With just a week remaining until the vote on the new constitution in Chad, proponents and opponents of the proposed changes vigorously defend their positions, while some opt for a boycott. As the referendum campaign enters its final week, the political landscape is abuzz with activity ahead of the scheduled vote on Sunday, December 17. In Ndjamena, this weekend they have witnessed a series of rallies and meetings by various political parties, as reported by our correspondent, Olivier Monodji.
Supporters of the Patriotic Salvation Movement (MPS), the former ruling party, and allied parties backing the transition expressed confidence in their impending victory. Mahamat Zen Bada Abbas, Vice President of the coalition advocating for a “yes” vote in the constitutional referendum, asserted, “The opposing camp proposes the division of Chad. We will participate in the referendum to say ‘yes,’ to allow people to establish constitutional order swiftly. Vote for a united and indivisible Chad.”
The Determined “No” Camp
However, the determination of the “no” camp remains unwavering.
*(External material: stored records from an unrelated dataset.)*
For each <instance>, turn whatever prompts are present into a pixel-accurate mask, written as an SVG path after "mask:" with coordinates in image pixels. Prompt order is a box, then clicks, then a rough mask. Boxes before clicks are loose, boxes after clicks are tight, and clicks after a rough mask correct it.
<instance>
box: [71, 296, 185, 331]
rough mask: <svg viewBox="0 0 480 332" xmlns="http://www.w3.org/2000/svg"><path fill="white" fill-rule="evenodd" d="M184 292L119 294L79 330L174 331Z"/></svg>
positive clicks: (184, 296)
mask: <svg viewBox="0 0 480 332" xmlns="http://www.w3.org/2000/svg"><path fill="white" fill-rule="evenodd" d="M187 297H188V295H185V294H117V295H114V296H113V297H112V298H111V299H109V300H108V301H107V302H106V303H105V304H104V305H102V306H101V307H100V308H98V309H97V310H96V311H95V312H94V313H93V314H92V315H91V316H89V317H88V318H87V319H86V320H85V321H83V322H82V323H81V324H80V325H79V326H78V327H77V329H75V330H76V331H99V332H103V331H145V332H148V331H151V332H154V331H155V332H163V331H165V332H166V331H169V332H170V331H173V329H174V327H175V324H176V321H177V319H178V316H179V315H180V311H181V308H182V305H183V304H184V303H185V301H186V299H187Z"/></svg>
Brice Mbaimon Guedmbaye, the national coordinator, argued, “The position of unitary state has rather facilitated the emergence of rebellions, crises, inter-communal conflicts, and wars. It has not favored us. We call for a ‘no’ vote against the proposed unitary constitution because this anti-federalist propaganda works to their advantage.”
The text, adopted in June by the transitional Parliament, aims to restore constitutional order and conclude the transition following the death of former President Idriss Déby. It mirrors the consensual structure of the 1996 fundamental law and, on the crucial issue of the state’s form, promises advanced decentralization rather than federalism.
Unchanged Daily Life
The Group for Consultation of Political Actors (GCAP), an alliance advocating for a boycott, contends that whether one votes “yes” or “no,” it will not alter daily life significantly. Nassour Ibrahim Koursami, President of the Patriots party and a GCAP member, emphasized, “Secure our future by saying no to the referendum. Voting is accepting a life without economic development. Everything must be done to prevent this referendum.” He pointed out that the concerns of Chadians extend beyond the referendum, encompassing the closure of schools for almost two months and the increasing fuel scarcity.